他写完最后一项,吹干墨迹,将纸张仔细折叠好:“这份清单,将是我们未来的生命线。通过靓仔坤的渠道、陈药剂师的关系、甚至……那封匿名信可能代表的势力,多方试探,零星收集,化整为零。”
他看向薛长安,眼神深邃:“兄长,我们的‘保安部’,未来或许需要承担更复杂的任务——特殊物资的押运与护卫。”
薛长安默然良久,缓缓点头。他明白,从决定走上这条路开始,就无法再回头。太医令的双手,不仅能握针救人,亦需执剑护道。
“此事,你我来执掌,暂不假手于人。”薛长安最终道。
就在两人密议之时,外面传来三长两短的敲门暗号——是石武。
楚渊收起清单,打开门。石武闪身进来,脸色凝重,低声道:“楚先生,薛先生,刚收到风声,工商署和卫生署联合组成的稽查队,明天会突击检查观塘一带的小工厂和药房,名单不详,但……我们可能在名单上。”
风雨,终于要来了。
楚渊和薛长安对视一眼,没有丝毫慌乱。
“按预定方案应对。”楚渊命令道,“石武,带你的人,立刻将实验室所有敏感资料、样品转移至三号安全点(新购荒地上一处不起眼的废弃农舍)。厂区和药房只保留合规物品。通知所有人,口径一致。”
“是!”石武领命,迅速离去。
薛长安则拿起药箱:“我去一趟安康药房,再检查一遍,所有‘长安一号’和相关记录必须全部转移。”
这一夜,“长安系”的神经紧绷到了极致。在夜幕掩护下,一些不起眼的东西被悄悄运走,一些痕迹被彻底抹去。所有人都沉默而高效地执行着命令,仿佛演练过无数次。
第二天上午,一支由洋人官员带队、华人职员为主的稽查队果然气势汹汹地来到了永丰厂区和安康药房。
他们检查了营业执照、税务记录、库存清单、员工档案……甚至钻到窑炉边查看燃料,打开药柜仔细核对每一瓶药。
楚渊全程陪同,态度不卑不亢,对答如流,所有文件一应俱全。

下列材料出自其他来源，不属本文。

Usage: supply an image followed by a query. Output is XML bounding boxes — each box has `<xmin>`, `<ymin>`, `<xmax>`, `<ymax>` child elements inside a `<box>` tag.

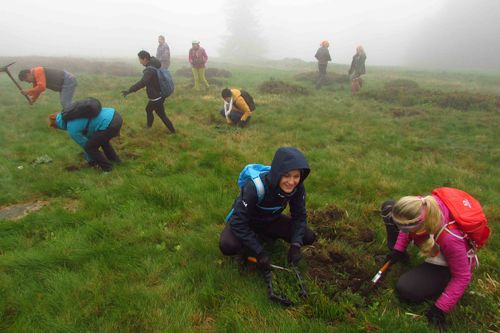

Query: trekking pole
<box><xmin>0</xmin><ymin>62</ymin><xmax>33</xmax><ymax>105</ymax></box>
<box><xmin>247</xmin><ymin>257</ymin><xmax>292</xmax><ymax>272</ymax></box>
<box><xmin>372</xmin><ymin>260</ymin><xmax>391</xmax><ymax>285</ymax></box>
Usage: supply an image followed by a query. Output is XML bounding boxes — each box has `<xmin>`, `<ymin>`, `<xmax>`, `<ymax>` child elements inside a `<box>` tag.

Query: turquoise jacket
<box><xmin>56</xmin><ymin>108</ymin><xmax>115</xmax><ymax>161</ymax></box>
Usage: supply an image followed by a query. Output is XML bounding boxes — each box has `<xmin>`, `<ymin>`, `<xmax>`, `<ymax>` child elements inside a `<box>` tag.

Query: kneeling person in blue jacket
<box><xmin>219</xmin><ymin>147</ymin><xmax>316</xmax><ymax>270</ymax></box>
<box><xmin>49</xmin><ymin>101</ymin><xmax>123</xmax><ymax>171</ymax></box>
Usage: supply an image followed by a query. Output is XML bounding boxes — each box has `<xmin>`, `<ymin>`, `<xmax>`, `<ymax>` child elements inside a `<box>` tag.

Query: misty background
<box><xmin>0</xmin><ymin>0</ymin><xmax>500</xmax><ymax>70</ymax></box>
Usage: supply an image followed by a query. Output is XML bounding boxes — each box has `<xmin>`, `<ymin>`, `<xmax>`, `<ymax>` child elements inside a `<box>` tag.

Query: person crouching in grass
<box><xmin>49</xmin><ymin>98</ymin><xmax>123</xmax><ymax>172</ymax></box>
<box><xmin>220</xmin><ymin>88</ymin><xmax>252</xmax><ymax>127</ymax></box>
<box><xmin>381</xmin><ymin>195</ymin><xmax>476</xmax><ymax>328</ymax></box>
<box><xmin>219</xmin><ymin>147</ymin><xmax>316</xmax><ymax>271</ymax></box>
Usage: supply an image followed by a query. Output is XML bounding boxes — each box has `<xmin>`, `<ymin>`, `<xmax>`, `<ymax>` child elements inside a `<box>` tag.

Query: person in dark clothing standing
<box><xmin>122</xmin><ymin>50</ymin><xmax>175</xmax><ymax>133</ymax></box>
<box><xmin>349</xmin><ymin>45</ymin><xmax>366</xmax><ymax>94</ymax></box>
<box><xmin>219</xmin><ymin>147</ymin><xmax>316</xmax><ymax>271</ymax></box>
<box><xmin>314</xmin><ymin>40</ymin><xmax>332</xmax><ymax>89</ymax></box>
<box><xmin>19</xmin><ymin>67</ymin><xmax>78</xmax><ymax>109</ymax></box>
<box><xmin>156</xmin><ymin>36</ymin><xmax>170</xmax><ymax>69</ymax></box>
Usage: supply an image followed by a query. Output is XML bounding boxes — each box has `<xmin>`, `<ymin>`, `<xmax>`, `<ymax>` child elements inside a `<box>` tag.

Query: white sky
<box><xmin>0</xmin><ymin>0</ymin><xmax>492</xmax><ymax>65</ymax></box>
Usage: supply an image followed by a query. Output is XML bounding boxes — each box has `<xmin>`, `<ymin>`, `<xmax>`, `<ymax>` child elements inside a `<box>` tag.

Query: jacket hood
<box><xmin>146</xmin><ymin>57</ymin><xmax>161</xmax><ymax>69</ymax></box>
<box><xmin>269</xmin><ymin>147</ymin><xmax>311</xmax><ymax>188</ymax></box>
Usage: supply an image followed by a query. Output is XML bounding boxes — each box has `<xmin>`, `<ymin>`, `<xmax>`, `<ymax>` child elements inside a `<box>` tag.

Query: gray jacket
<box><xmin>156</xmin><ymin>43</ymin><xmax>170</xmax><ymax>69</ymax></box>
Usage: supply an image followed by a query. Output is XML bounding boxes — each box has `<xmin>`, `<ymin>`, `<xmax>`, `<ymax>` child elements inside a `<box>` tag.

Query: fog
<box><xmin>0</xmin><ymin>0</ymin><xmax>500</xmax><ymax>69</ymax></box>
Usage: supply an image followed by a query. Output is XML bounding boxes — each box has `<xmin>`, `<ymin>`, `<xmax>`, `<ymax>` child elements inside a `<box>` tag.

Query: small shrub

薛长安在药房坐诊,神情自若,仿佛只是经历一次普通的例行检查。
稽查队折腾了大半天,几乎一无所获。最终,那个带队的洋人官员在离开永丰厂时,看着院子里堆放的那些为“长安精密器械”生产的、符合规范的普通五金零件,略带失望地哼了一声,用英语对助手嘀咕了一句:“看起来太干净了,不像有问题。或许该听听菲茨杰拉德先生的,重点查查那些更大的目标……”
这句话,被恰好懂些英语的石武记下,迅速报给了楚渊。
稽查队走了,危机暂时解除。
但楚渊和薛长安的心情并未放松。
“更大的目标?”楚渊沉吟道,“看来,我们暂时还不是首要目标。但菲茨杰拉德的注意力,己经投向了这里。”
他走到窗边,看向北方那片他们悄悄囤积的土地。
“或许,是时候将一些更核心的东西,转移到更安全的地方了。”
风暴的先锋己然掠过,真正的雷霆,还在云端积蓄。而“长安”这棵幼苗,必须在狂风暴雨真正降临前,将根须扎得更深,更隐蔽。